Business advisers say they have seen a 'phenomenal' increase in demand as Covid-19 hit.
The government today announced it will give out another $40 million in support for small and medium enterprises from the Covid-19 response and recovery fund.
The money will go towards the Regional Business Partners network.
The organisation said in Hawke's Bay it had helped three times as many as it would normally see in an entire year.
"In Hawke's Bay here alone, we have already seen 600 businesses access the help," business growth advisor Leonie Wallwork said.
"Of those 600 businesses, 400 plus are new to our team."
Paul and Sharron Freeman operate Stim Craftsmanship out of their garage in Napier and received some of the earlier funding.
They turn retired wine barrels into furniture and works of art. After only about 18 months in business, Covid-19 changed their fortunes.
Paul Freeman said demand dried up within a day.
"Covid was a major for us. We went from what we thought was success to a month where we sold virtually nothing and we were like 'oh my god, we're going to lose our house'."
The Freemans needed advice and turned to the Regional Business Partner network who help firms with advice on most, if not all, aspects of their business.
Wallwork said there had been a "phenomenal" increase in demand for the service since Covid-19.

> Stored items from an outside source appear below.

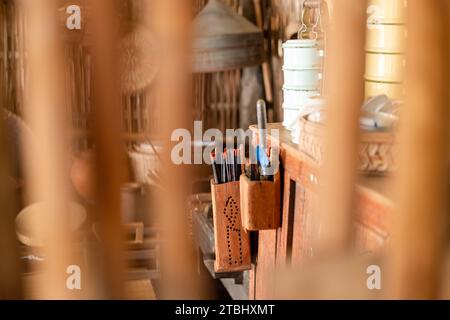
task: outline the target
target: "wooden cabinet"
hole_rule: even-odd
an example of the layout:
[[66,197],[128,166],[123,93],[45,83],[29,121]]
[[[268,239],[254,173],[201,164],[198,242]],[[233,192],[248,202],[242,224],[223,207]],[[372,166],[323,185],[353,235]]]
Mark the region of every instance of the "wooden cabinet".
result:
[[[259,232],[256,266],[250,277],[253,299],[271,298],[270,283],[276,267],[301,264],[314,255],[312,237],[318,229],[313,215],[319,201],[319,168],[290,142],[289,132],[280,124],[269,125],[269,133],[271,128],[280,130],[281,227]],[[388,244],[391,203],[385,195],[386,180],[361,177],[357,186],[353,247],[358,254],[380,253]]]

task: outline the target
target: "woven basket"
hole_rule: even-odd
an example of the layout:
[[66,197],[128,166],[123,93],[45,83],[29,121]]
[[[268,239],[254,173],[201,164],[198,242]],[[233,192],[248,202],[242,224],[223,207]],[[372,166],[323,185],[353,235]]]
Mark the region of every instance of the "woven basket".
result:
[[[310,156],[318,165],[324,162],[325,127],[308,121],[299,120],[299,149]],[[385,175],[396,169],[395,134],[391,131],[372,132],[361,130],[358,148],[358,169],[364,174]]]
[[144,151],[136,148],[128,152],[131,162],[134,181],[138,183],[151,183],[149,173],[151,170],[160,169],[158,156],[151,151]]

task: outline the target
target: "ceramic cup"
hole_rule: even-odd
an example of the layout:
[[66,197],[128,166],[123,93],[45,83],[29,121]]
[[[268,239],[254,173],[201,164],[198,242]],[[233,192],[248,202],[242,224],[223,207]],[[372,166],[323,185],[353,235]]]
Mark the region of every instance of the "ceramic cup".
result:
[[406,58],[403,54],[366,53],[366,79],[380,82],[403,82]]
[[293,69],[283,67],[284,85],[302,90],[317,90],[322,73],[319,69]]
[[283,44],[284,66],[293,69],[320,67],[323,50],[319,50],[316,40],[288,40]]

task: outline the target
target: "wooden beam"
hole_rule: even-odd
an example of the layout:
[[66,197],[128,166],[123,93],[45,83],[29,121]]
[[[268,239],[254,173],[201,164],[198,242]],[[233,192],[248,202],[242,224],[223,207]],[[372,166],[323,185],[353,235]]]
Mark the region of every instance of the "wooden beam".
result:
[[[54,19],[54,0],[19,2],[28,25],[28,91],[25,118],[35,133],[37,149],[25,148],[27,185],[31,198],[47,204],[33,227],[44,240],[43,282],[31,290],[32,298],[70,299],[66,269],[74,264],[69,232],[67,123],[62,101],[64,83],[62,49]],[[24,54],[24,53],[22,53]]]
[[[351,241],[356,182],[359,113],[364,100],[365,2],[334,0],[327,30],[326,87],[328,123],[318,250],[345,251]],[[345,32],[343,32],[345,30]]]
[[161,154],[164,189],[160,197],[159,219],[165,230],[162,246],[162,296],[164,299],[192,299],[201,294],[200,279],[196,276],[195,251],[187,235],[186,199],[190,193],[190,166],[177,166],[171,159],[171,141],[175,130],[193,127],[191,106],[191,33],[192,3],[186,0],[155,1],[147,10],[147,21],[161,40],[161,64],[155,88],[160,108]]
[[[3,101],[3,97],[0,98]],[[3,110],[2,110],[3,111]],[[22,297],[20,283],[19,247],[15,233],[14,219],[19,209],[17,203],[18,181],[11,170],[9,146],[7,145],[7,126],[5,117],[0,116],[0,299],[19,299]],[[12,141],[9,141],[11,143]]]
[[438,297],[448,212],[448,11],[444,0],[408,1],[407,99],[389,258],[392,298]]
[[126,154],[120,124],[118,21],[116,2],[92,4],[93,140],[96,147],[98,218],[102,228],[101,276],[104,298],[123,298],[124,230],[121,224],[120,187],[126,180]]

"Cash flow was a big point of pain in the outset then there was sort of moving through how to deal with their people and restructuring."
She said in the past six weeks, there had been a focus on getting companies online so they could sell their products over the internet.

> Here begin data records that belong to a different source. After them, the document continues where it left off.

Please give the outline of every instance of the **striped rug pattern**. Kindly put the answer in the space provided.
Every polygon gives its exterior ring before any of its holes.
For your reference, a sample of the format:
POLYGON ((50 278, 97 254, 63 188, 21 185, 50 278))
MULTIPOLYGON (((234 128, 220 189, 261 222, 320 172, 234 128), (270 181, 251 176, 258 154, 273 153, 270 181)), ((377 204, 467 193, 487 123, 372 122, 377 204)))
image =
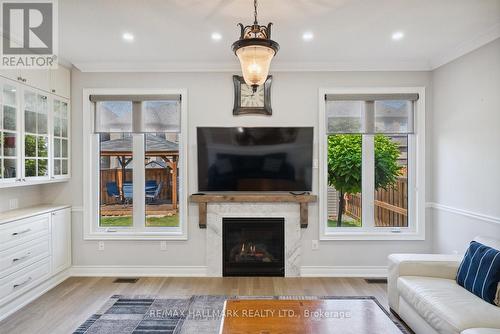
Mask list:
POLYGON ((375 297, 330 296, 112 296, 74 334, 205 334, 219 333, 228 299, 373 300, 403 334, 405 326, 375 297))

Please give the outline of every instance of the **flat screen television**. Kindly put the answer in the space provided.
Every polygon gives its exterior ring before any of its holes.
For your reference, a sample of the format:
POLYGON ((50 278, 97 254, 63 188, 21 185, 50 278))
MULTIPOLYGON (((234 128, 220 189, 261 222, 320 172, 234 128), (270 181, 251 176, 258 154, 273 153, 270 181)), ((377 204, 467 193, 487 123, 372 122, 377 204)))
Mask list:
POLYGON ((199 127, 198 191, 311 191, 312 127, 199 127))

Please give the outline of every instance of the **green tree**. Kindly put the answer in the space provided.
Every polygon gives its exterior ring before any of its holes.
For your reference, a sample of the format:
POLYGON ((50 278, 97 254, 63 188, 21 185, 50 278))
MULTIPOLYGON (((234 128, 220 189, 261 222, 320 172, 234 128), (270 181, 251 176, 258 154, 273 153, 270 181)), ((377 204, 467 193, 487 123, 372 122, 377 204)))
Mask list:
POLYGON ((46 137, 37 137, 33 135, 26 135, 24 137, 24 154, 29 158, 46 158, 38 160, 38 173, 37 163, 35 159, 25 160, 26 176, 42 176, 47 173, 47 158, 48 158, 48 143, 46 137))
MULTIPOLYGON (((375 136, 375 189, 387 189, 396 183, 402 166, 397 143, 384 135, 375 136)), ((328 185, 339 194, 337 226, 342 226, 345 194, 361 192, 362 136, 333 135, 328 137, 328 185)))

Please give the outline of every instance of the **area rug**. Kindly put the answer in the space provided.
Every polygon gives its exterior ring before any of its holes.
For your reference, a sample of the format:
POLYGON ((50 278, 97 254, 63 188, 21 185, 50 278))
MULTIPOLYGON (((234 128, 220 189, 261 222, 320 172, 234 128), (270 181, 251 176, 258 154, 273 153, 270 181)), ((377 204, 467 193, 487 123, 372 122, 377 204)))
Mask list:
MULTIPOLYGON (((329 318, 328 333, 356 334, 409 334, 405 326, 392 314, 388 313, 375 297, 332 297, 332 296, 112 296, 94 315, 81 324, 75 334, 214 334, 230 333, 224 329, 224 320, 228 327, 231 319, 250 323, 251 320, 264 321, 269 316, 269 309, 226 310, 226 301, 337 301, 328 302, 334 305, 329 310, 308 311, 308 317, 315 321, 329 318), (235 319, 235 318, 238 319, 235 319), (314 317, 317 317, 314 318, 314 317), (331 321, 336 319, 337 322, 331 321), (385 327, 384 327, 385 326, 385 327), (385 328, 382 330, 382 328, 385 328), (387 330, 389 328, 389 331, 387 330)), ((255 302, 254 302, 255 304, 255 302)), ((258 303, 257 303, 258 304, 258 303)), ((267 303, 269 304, 269 303, 267 303)), ((276 303, 274 303, 276 304, 276 303)), ((279 303, 278 303, 279 305, 279 303)), ((286 317, 304 315, 290 314, 291 310, 283 309, 286 317), (288 313, 287 313, 288 312, 288 313)), ((279 316, 274 314, 275 317, 279 316)), ((261 331, 259 331, 260 333, 261 331)), ((266 334, 281 333, 279 330, 267 329, 266 334)), ((297 331, 299 333, 299 331, 297 331)), ((303 333, 303 332, 300 332, 303 333)), ((313 333, 313 332, 311 332, 313 333)))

Small business minister Stuart Nash and economic development minister Phil Twyford joined the Freemans in their garage to announce the extra $40 million in funding this morning.
The money is on top of $15m already allocated to the regional business partners scheme through the Covid-19 response and recovery fund.

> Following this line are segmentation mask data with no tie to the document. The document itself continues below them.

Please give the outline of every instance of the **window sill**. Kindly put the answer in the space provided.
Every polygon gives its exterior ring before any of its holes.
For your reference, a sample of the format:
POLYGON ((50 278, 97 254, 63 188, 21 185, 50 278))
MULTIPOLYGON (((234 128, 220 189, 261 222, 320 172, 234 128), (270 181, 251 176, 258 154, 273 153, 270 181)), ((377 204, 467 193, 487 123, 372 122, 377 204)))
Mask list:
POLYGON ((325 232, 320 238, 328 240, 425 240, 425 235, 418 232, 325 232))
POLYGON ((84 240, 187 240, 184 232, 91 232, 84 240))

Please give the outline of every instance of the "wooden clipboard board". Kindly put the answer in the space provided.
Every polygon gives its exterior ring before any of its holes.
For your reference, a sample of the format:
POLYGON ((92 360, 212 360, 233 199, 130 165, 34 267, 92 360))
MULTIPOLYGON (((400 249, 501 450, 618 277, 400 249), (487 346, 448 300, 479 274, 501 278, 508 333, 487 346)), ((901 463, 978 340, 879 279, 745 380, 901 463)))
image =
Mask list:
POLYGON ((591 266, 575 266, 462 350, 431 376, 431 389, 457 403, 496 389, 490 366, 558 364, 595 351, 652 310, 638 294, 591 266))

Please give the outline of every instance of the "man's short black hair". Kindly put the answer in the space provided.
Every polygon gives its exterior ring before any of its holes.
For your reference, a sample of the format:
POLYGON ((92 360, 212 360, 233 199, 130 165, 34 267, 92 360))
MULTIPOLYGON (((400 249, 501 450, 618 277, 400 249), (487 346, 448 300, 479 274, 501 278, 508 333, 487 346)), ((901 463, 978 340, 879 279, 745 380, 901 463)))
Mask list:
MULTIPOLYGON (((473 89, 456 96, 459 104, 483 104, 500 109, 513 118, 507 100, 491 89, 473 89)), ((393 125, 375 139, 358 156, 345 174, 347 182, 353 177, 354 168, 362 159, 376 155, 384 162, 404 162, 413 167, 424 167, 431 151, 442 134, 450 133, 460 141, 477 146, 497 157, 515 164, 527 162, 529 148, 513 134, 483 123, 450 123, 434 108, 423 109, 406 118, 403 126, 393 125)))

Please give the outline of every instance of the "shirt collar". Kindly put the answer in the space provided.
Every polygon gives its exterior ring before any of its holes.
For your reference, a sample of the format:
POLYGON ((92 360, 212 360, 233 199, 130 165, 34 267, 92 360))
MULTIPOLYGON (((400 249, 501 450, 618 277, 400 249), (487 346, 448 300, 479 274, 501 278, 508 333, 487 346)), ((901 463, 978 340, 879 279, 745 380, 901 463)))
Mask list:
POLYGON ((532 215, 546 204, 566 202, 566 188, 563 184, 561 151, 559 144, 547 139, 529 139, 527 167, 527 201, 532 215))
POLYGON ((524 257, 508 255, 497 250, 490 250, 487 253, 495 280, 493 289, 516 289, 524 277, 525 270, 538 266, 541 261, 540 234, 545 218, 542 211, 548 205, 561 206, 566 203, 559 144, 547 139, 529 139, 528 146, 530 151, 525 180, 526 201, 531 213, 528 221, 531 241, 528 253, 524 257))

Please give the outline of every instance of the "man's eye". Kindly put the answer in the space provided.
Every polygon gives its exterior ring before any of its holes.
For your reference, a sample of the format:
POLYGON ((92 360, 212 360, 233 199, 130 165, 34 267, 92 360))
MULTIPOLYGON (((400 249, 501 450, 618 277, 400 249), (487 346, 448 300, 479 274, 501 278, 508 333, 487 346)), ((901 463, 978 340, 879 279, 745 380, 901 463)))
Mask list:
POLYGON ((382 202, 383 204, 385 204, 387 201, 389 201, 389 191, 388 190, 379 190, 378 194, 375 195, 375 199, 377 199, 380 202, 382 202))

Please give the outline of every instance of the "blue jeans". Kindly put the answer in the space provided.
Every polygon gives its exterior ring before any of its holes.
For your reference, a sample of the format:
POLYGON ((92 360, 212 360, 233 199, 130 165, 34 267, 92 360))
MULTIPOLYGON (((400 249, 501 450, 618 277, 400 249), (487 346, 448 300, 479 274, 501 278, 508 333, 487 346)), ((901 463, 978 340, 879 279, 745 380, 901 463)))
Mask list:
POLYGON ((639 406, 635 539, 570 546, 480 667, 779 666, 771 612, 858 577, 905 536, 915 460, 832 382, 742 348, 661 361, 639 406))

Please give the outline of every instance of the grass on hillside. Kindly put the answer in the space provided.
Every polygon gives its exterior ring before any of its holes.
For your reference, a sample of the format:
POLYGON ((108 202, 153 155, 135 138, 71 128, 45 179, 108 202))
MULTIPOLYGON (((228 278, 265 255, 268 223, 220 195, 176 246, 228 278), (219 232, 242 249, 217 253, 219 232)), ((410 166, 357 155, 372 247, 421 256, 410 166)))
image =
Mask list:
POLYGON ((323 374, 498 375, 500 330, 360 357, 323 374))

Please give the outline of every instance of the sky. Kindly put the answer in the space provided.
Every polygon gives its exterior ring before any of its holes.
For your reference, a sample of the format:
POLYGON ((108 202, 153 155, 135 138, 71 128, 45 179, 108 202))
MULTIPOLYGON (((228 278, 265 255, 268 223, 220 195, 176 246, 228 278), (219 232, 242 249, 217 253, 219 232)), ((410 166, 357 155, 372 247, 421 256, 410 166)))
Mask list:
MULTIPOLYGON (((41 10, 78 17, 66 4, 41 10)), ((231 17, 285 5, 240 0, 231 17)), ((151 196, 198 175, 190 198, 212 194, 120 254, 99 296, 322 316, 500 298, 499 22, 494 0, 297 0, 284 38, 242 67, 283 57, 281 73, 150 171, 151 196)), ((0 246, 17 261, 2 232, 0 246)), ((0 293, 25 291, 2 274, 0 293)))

Nash said it was always going to be tough for businesses to get through.
"One thing we know about Covid, no matter how good a business person you were, you just can't plan for that level of uncertainty.
"There's two ways we could have done things - we could have shut up shop and gone down the austerity route or we could have said 'Hey, we've got the biggest chequebook in the country, we need to ensure our businesses survive'."
Twyford said any business with up to 100 staff could get support from the regional partners network to the value of up to $5000.
More than 6200 have used the scheme so far and a further 4600 have registered to take part.
The new funding includes $37.25 million to directly fund the professional services and $2.75 million to increase resourcing in the network.